Toutes les « paix » sont ou ont été créées ou imposées par une guerre qui a eu des « gagnants » et des « perdants »

“[…] pour trancher le différend qui a surgi au sujet du critère, nous devons avoir un critère accepté par lequel juger le différend; et pour faire accepter un critère, nous devons d'abord trancher le différend sur le critère. Et lorsque l'argument se réduit ainsi à un raisonnement circulaire, trouver un critère devient impraticable » (Sextus Empiricus, Hypotypose pyrrhonique).

La véritable avalanche des guerres américaines du XXIe siècle a enterré le rêve d'un « ordre libéral-cosmopolite » et a laissé la « gauche humanitaire » de l'après-guerre froide sans sa boussole utopique de la « paix perpétuelle des droits de l'homme ». Plus que cela, cette véritable « guerre sans fin » a ramené le débat classique sur l'existence de guerres qui seraient « justes » ou « légitimes », et d'autres guerres qui seraient « injustes » ou « illégitimes ». Un débat sur les « critères de distinction » qui a fini par impliquer les penseurs et les militants de la gauche, qui a perdu ses principales références internationales après la fin du « monde binaire » de la guerre froide, comme en témoigne la confusion de la gauche face à la Guerre en Ukraine, à l'intérieur et à l'extérieur de l'Europe.

La guerre tue et détruit, et est condamnée par la majorité des peuples, des intellectuels et des États du monde entier. Mais dans le monde concret des conflits réels, les choses ne se passent jamais exactement comme dans le monde de la théorie et de la rhétorique, et même les plus fervents pacifistes ou humanistes considèrent que certaines guerres sont légitimes et même nécessaires. Comme dans le cas du philosophe allemand des Lumières et pacifiste, Immanuel Kant (1724-1804), qui défendait pourtant la nécessité des guerres comme « un moyen indispensable pour faire avancer la culture », convaincu que ce n'est que lorsque « la culture aura atteint son plein développement qu'elle serait possible d'avoir une paix perpétuelle bénéfique pour tous ».

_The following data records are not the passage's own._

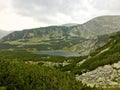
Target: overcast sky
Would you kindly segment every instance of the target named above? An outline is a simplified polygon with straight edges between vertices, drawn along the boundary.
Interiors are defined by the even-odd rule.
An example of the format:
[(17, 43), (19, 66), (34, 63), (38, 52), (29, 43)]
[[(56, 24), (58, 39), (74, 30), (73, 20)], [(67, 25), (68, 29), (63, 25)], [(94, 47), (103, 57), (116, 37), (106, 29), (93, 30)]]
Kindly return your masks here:
[(120, 0), (0, 0), (0, 29), (84, 23), (101, 15), (119, 15)]

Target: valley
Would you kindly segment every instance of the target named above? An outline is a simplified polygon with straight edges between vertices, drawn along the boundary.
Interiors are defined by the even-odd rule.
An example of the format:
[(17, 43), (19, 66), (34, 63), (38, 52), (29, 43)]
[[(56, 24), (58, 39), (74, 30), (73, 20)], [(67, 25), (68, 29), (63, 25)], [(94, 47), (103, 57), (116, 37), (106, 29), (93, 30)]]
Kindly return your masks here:
[(0, 39), (0, 90), (119, 90), (120, 16)]

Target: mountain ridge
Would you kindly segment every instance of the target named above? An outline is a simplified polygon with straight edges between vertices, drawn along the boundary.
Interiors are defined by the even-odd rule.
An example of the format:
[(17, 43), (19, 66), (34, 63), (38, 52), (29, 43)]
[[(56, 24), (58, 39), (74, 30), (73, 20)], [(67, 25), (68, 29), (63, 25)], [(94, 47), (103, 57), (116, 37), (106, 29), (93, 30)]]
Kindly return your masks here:
[(104, 45), (112, 33), (120, 31), (119, 24), (120, 16), (101, 16), (75, 26), (48, 26), (15, 31), (3, 37), (1, 41), (20, 44), (17, 47), (34, 48), (38, 51), (63, 50), (89, 53)]

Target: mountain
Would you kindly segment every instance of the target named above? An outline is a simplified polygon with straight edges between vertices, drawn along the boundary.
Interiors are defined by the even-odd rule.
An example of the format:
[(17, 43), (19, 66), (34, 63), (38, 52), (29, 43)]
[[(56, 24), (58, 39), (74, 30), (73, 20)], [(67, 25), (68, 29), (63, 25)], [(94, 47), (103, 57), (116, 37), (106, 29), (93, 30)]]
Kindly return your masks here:
[[(15, 31), (1, 39), (12, 49), (62, 50), (88, 54), (120, 31), (120, 16), (96, 17), (84, 24), (49, 26)], [(11, 48), (10, 48), (11, 49)]]
[(111, 36), (106, 45), (91, 53), (77, 69), (84, 70), (83, 74), (76, 76), (84, 84), (120, 88), (120, 32)]
[(0, 30), (0, 38), (2, 38), (2, 37), (4, 37), (4, 36), (6, 36), (8, 33), (10, 33), (10, 32)]

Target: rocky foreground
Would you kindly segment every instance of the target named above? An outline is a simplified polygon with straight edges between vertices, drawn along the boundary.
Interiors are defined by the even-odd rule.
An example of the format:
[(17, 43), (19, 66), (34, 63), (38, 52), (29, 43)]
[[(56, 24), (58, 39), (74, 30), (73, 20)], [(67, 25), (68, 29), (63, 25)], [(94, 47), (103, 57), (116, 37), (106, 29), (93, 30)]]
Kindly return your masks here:
[(96, 87), (120, 87), (120, 61), (112, 65), (98, 67), (96, 70), (76, 75), (83, 84)]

On oublie parfois que, pendant la plus grande partie de l'histoire, la guerre a été considérée comme un moyen et un but vertueux de valorisation des peuples et des civilisations, et la seule manière authentique de sélectionner les « grands hommes », les « vainqueurs » et les « héros ». » prédestinés à diriger et gouverner leurs peuples. Même à l'apogée de la philosophie et de la démocratie grecques, qui admiraient la paix comme un objectif humain à long terme, elle a continué à glorifier ses guerriers et à louer ses généraux victorieux à la guerre, comme cela s'est produit tout au long de l'histoire de l'Empire romain. Seule la philosophie stoïcienne a rompu avec cette tradition, en particulier le stoïcisme romain.

C'est le consul romain Marcus Tullius Cicero (106 av. J.-C.-43 av. J.-C.) qui, le premier, a formulé la thèse de l'existence d'une distinction juridique entre les « guerres justes », menées en « légitime défense » ou en « légitime défense », et qui devrait à louer, et les guerres « injustes » et « illégitimes », qu'il faudrait condamner au nom d'une nouvelle valeur universelle qui serait la paix. Et c'est en effet après Cicéron que Rome a connu le premier grand mouvement pacifiste de l'histoire humaine, le pacifisme radical des deux premiers siècles de l'histoire chrétienne. Mais après cette période, le début de l'histoire chrétienne, les chrétiens eux-mêmes ont abandonné leur pacifisme, au moment où ils sont devenus la religion officielle de l'Empire.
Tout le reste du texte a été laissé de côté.